В тысяча девятьсот тридцать первом году мы на лошадях ехали домой из Кенгурска, где были на оплакивании одного человека. Нас, чегемцев, было человек десять, и женщины с нами были. И вот тогда мы увидели в селе Тамыш первый трактор. Он пахал поле, а на дороге стояли человек пятьдесят местных крестьян и смотрели, как он пашет. С нами был охотник Тендел. И Тендел, когда увидел пашущий трактор, от удивления закричал:

-- Какое же чрево было у чудища, из которого вывалилось это чудище!

И тогда все засмеялись простоте нашего Тендела. Он уже машины видел, но не мог поверить, что трактор -- это тоже машина. Потому что с детства привык к одной мысли -- пашут на живых! И он от неожиданности решил, что трактор это такое животное, которое водится в России и теперь его перегнали к нам. И тогда мы, посмеявшись над словами Тендела, поехали дальше и вступили в это село, где сейчас нашу машину ударил трактор.

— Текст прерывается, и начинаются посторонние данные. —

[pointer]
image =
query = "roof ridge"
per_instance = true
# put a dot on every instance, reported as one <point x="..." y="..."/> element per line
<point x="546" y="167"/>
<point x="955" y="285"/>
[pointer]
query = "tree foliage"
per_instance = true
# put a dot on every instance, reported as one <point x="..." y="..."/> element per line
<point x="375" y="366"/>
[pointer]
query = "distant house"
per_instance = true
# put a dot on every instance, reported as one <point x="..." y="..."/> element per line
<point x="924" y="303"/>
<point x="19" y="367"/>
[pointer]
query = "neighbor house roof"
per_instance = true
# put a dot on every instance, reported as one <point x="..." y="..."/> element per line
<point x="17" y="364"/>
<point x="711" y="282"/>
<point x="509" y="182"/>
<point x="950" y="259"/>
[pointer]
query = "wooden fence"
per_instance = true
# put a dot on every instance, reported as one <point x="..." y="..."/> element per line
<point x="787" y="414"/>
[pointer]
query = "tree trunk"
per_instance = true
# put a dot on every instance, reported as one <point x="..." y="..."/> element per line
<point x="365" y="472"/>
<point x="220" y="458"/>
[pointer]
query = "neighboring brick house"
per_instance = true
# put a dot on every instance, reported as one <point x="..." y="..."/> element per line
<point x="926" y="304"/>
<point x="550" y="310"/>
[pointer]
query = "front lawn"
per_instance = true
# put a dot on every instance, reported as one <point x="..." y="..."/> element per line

В то время там русские рабочие расширяли дорогу. И вот что случилось. Я почему-то немного отстал. На дороге валялась доска. Лошадь моя задней ногой наступила на конец доски и от этого другой конец доски приподнялся и шлепнулся в лужу, возле которой на корточках сидел рабочий. И эта доска все лицо его обрызгала грязью.

-- Эй, чернозадый... твою мать! -- крикнул рабочий. -- Не видишь, куда лошадь идет!

"Чернозадый" я еще стерпел бы, хотя это неправда, в нашем роду все светлые. Но "мать", конечно, я не мог стерпеть! Тогда не мог! Сейчас все терпим!

Я повернул лошадь, подъехал к этому рабочему и от души ударил его камчой по спине. Он завыл, и тут со всех сторон подбежали ко мне рабочие, кто с лопатой, кто с киркой. Хотели избить. Но я кручусь на своей лошади, не даю себя ударить, а сам лупцую камчой налево и направо, так что клочья рубашек летят, и при этом приговариваю:

-- Если ваша власть, зачем не сидите в Кремле?! Зачем здесь дорогу строите?!

Сам не знаю, что кричу, и только камча моя свистит в воздухе. Конечно, они меня через две-три минуты достали бы, но тут наши заметили, что случилось, прискакали и разняли нас.

Все бы кончилось мирно, если б не этот эндурский десятник, который рабочими командовал. Он имел зуб на моего отца. Дело в том, что его отец жил в Кенгурске и торговал в магазине. В 1927 году он прокушал десять тысяч казенных денег и ушел от государства в лес.

И вот однажды он пришел в наш дом как абрек. По нашим обычаям, как вы знаете, абрека положено принять, накормить и, если надо, спрятать. Но какой же он абрек? Абрек -- это мужчина, убивший кого-то за оскорбление или отомстивший за близкого родственника. Мой отец вообще не любил абреков, а тут напоролся на этого жулика. И отец его прогнал из дому.

-- Если каждый торгаш будет уходить в абреки, -- крикнул отец, -- на вас чегемских лесов не напасешься!

Мой отец был резкий, прямой. И он, конечно, опозорил этого человека. И сын его затаил обиду и сейчас через четыре года решил мне отомстить.

-- Езжай, езжай, -- крикнул он мне вслед, -- это тебе даром не пройдет!

Я тогда ему не поверил. Но, оказывается, этот десятник уговорил рабочих пожаловаться на меня в суд.